Am 10. September 2020 sollten bundesweit „pünktlich um 11 Uhr“ in ganz Deutschland die Warnsysteme erprobt werden. Das Ganze schlug schon Tage vorher unter dem Hashtag #Warntag2020 hohe Wellen in den sozialen Netzwerken. Das begann mit so witzigen Posts wie „Was zieht man denn zu so einem Anlass an?“ und ging bis zu Verschwörungstheorien, dass mit den Schallwellen die Gedanken umprogrammiert werden sollen. Naja, wie das eben immer so ist.

Xavier Naidoo zum #Warntag2020
Xavier Naidoo zum #Warntag2020

Als Warnsysteme wurden Sirenen, Meldungen in Funk und Fernsehen, Posts in den sozialen Netzwerken und Meldungen in den Katastrophenschutz-Apps KatWarn und NINA angesehen. Aber ganz ehrlich: Wenn wirklich etwas schlimmes passieren würde, wäre Deutschland eben nicht darauf vorbereitet. Vielleicht wollten die Behörden – allen voran das BBK, das Bundesamt für Bevölkerungsschutz und Katastrophenhilfe – nur testen, was überhaupt funktioniert.

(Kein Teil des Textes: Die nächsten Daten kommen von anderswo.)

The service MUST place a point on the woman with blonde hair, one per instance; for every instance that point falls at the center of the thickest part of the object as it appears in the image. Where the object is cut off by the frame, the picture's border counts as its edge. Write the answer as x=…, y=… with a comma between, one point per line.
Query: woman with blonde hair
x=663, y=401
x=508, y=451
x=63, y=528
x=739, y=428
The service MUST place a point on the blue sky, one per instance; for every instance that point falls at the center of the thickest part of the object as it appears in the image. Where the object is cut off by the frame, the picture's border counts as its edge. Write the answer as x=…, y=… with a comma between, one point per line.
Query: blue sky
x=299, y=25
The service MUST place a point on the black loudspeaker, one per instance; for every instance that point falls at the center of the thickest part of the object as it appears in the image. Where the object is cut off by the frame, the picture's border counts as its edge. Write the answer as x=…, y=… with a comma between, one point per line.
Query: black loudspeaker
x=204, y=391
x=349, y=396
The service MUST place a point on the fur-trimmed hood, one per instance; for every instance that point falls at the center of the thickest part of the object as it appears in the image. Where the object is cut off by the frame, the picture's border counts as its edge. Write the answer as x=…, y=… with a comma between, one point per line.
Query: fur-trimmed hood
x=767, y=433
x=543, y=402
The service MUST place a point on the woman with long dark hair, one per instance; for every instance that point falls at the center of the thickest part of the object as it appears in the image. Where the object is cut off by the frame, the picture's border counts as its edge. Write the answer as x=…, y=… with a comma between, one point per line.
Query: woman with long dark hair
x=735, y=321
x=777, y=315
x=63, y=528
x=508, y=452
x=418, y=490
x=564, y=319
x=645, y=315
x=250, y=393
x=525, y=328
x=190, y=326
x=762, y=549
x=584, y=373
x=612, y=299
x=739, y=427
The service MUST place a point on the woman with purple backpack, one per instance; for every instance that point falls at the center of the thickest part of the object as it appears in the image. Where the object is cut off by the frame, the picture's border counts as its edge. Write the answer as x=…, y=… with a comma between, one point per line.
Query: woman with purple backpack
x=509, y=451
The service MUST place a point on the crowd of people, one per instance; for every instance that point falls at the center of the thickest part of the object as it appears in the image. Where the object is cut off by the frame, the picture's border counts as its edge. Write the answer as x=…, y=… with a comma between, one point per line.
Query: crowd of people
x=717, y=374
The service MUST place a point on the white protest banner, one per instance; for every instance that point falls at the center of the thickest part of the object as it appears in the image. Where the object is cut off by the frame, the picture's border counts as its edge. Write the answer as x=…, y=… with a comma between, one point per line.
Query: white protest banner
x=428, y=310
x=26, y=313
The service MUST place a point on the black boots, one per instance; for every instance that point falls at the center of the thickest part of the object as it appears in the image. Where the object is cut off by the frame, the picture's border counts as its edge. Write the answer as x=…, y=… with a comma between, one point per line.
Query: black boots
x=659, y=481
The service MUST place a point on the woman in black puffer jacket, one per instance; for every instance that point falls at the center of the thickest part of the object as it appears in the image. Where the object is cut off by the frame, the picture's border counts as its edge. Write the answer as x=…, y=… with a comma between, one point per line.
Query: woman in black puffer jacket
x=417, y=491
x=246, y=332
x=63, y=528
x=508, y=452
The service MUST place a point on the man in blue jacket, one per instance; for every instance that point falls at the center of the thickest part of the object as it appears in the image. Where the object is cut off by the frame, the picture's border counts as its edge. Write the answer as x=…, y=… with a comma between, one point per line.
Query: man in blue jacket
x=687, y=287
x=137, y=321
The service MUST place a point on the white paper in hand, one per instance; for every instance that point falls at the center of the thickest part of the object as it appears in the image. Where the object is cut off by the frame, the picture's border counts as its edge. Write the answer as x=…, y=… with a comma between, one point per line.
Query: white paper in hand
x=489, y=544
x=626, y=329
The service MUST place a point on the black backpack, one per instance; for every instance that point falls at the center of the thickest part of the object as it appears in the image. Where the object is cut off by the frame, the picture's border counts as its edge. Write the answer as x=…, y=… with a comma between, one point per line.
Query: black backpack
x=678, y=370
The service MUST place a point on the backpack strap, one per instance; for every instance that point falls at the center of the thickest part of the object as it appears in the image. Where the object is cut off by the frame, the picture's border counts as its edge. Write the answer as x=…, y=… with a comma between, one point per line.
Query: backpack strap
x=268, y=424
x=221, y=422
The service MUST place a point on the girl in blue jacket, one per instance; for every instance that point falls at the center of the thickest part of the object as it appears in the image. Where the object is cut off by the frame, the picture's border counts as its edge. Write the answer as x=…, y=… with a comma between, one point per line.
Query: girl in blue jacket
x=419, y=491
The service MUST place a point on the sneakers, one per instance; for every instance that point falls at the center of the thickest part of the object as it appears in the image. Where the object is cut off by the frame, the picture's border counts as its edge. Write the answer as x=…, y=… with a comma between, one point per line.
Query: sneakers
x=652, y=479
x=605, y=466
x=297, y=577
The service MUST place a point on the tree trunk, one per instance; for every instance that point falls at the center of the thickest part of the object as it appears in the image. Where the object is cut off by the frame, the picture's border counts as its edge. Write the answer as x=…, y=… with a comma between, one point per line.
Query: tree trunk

Wenn das der Hintergrund war, dann steht fest, dass eben nicht allzu viel wirklich gut funktioniert. Das beginnt bei NINA, der Notfall-Informations-und-Nachrichten-App des BBK, hört bei den Sirenen auf den Dächern der Feuerwehren nicht auf. Es gibt viel zu tun. Es ist klar, wenn man jahrzehntelang auf Verschleiß gefahren ist. Die Behörden und Ministerien müssen hier ganz klar in die Bütt gehen und eine klare Verbesserung schaffen.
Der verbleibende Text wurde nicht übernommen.